Crash, Bang, Fight and Ted E. Bear

This story is the result of a spiritual direction session that occurred this morning, in my journal, between a very patient, wise, kind me, and a very shy, very young part of me. This shy youngster so much wanted a new story but was too shy to explain. Her bear, Ted. E. Bear, was the one who was able to ask for the story and who ultimately actually wrote the story. (It is in a wholly different handwriting in my journal, very blocky looking print, with no editing or corrections.) Ted E. Bear asked for a “crash & bang & fight & hero story.” Here it is. (I cried at the end, as you can imagine.)

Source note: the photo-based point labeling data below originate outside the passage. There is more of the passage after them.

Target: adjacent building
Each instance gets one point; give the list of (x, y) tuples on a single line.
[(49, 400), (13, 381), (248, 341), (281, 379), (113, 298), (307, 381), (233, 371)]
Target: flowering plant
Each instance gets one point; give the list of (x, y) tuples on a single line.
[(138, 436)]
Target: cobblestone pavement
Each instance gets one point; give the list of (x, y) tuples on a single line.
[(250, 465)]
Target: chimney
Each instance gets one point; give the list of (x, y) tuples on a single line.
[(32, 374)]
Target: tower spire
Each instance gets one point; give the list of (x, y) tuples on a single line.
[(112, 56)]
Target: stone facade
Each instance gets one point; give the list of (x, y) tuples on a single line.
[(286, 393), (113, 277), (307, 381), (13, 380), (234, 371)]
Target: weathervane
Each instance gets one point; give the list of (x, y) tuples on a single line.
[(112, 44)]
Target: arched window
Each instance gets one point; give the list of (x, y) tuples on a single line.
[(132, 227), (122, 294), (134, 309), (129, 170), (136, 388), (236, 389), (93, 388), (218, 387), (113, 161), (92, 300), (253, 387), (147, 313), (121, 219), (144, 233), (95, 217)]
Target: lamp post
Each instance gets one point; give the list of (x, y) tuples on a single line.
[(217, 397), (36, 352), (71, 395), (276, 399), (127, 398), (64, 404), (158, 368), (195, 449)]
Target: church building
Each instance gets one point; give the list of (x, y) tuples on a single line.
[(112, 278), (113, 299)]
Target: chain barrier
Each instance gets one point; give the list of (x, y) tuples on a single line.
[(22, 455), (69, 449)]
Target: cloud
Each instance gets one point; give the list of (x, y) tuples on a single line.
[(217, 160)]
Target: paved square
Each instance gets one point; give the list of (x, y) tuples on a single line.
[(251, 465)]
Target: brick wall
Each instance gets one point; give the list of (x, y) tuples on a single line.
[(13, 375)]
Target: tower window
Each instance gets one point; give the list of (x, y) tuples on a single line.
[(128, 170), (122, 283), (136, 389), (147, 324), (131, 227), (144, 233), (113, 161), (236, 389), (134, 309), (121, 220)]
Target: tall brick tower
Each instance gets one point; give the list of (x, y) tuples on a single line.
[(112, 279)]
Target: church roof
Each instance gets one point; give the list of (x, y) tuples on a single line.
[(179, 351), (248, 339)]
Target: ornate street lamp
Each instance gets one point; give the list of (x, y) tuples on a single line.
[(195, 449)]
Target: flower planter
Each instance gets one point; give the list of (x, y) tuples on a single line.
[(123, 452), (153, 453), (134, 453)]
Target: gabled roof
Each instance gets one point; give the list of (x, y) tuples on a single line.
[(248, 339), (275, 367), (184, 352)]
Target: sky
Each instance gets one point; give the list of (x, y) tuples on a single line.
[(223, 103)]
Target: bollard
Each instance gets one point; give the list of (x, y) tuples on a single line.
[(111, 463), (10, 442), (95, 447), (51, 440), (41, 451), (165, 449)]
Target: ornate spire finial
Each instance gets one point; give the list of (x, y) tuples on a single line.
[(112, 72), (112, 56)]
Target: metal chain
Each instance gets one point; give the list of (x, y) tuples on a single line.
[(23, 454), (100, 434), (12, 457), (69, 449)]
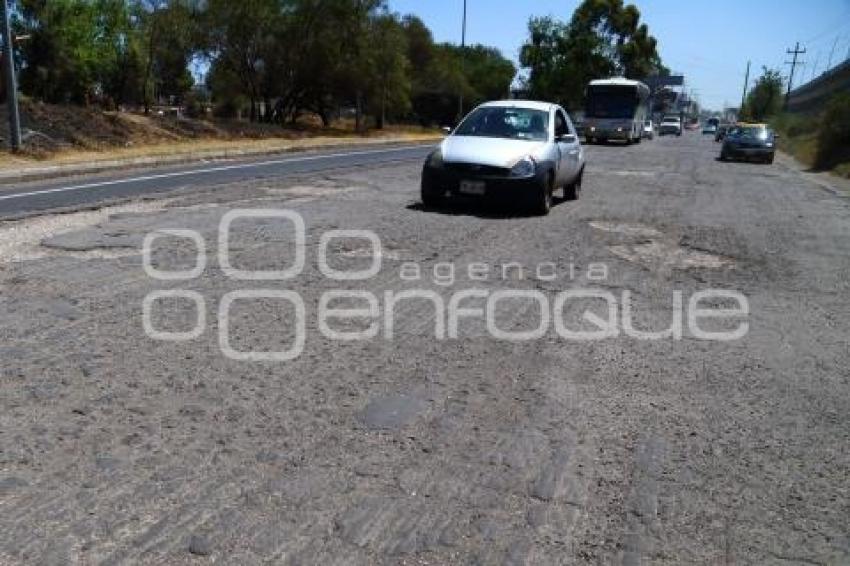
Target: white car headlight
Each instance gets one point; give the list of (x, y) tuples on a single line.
[(526, 167), (435, 160)]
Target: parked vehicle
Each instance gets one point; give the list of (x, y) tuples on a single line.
[(519, 152), (670, 125), (749, 141), (615, 109)]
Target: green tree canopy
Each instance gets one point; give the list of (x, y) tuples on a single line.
[(603, 38)]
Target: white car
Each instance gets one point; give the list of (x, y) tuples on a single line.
[(670, 125), (515, 151)]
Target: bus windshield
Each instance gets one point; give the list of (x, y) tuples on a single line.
[(611, 103)]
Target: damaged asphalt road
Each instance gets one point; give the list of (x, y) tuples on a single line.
[(116, 448)]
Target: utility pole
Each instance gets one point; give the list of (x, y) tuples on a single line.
[(462, 64), (11, 83), (746, 85), (831, 53), (793, 63), (815, 67)]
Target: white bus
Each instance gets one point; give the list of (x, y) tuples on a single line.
[(615, 109)]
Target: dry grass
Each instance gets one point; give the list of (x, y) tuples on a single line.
[(71, 135)]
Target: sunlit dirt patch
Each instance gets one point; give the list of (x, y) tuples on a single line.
[(628, 229), (653, 249), (21, 240), (657, 253)]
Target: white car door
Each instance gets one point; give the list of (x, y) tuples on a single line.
[(570, 148), (566, 142)]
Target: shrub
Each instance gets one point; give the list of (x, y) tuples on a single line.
[(834, 133)]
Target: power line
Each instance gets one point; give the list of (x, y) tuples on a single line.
[(797, 51)]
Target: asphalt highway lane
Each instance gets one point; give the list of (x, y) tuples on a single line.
[(36, 197)]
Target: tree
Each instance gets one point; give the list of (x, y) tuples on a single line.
[(765, 99), (603, 38), (391, 86), (79, 50), (169, 37)]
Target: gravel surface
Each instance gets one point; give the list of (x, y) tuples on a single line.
[(116, 448)]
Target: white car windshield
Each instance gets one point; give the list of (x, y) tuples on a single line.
[(506, 122)]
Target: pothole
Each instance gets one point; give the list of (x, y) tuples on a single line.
[(368, 252), (308, 191), (629, 229), (21, 240)]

Crash, Bang, Fight and Ted E. Bear

Bang is a loud car w/ exhaust like gun. Crash is car in demolition derby. Fight is big Army tank & Ted E. is, well, he’s the owner of all these – he has them in his garage. And Bang also has a funny a-ooh-ga horn – I’m gonna fix the exhaust & just make loud sounds that way now. Crash really likes to crash sometimes. Me too. Like bumper cars! Fight is kinda weird. I think he wants to just go in parades & be with the clowns & horses – yes – the rodeo day parade & he wants to be one of the really fun ones everyone likes – handing out candy & money to everyonenot just a few! whoever wants it can just have it!

A few of my “birth day” gifts

Today I journaled in a new, fuller way, based on the seven steps in a book called Writing Down Your Soul.

We were given a new prayer. We used to say: God is the love I am the love God is the love I am the God . . . Now we say: we are the love, we are the love, we are the love, we oui, whee, WOW.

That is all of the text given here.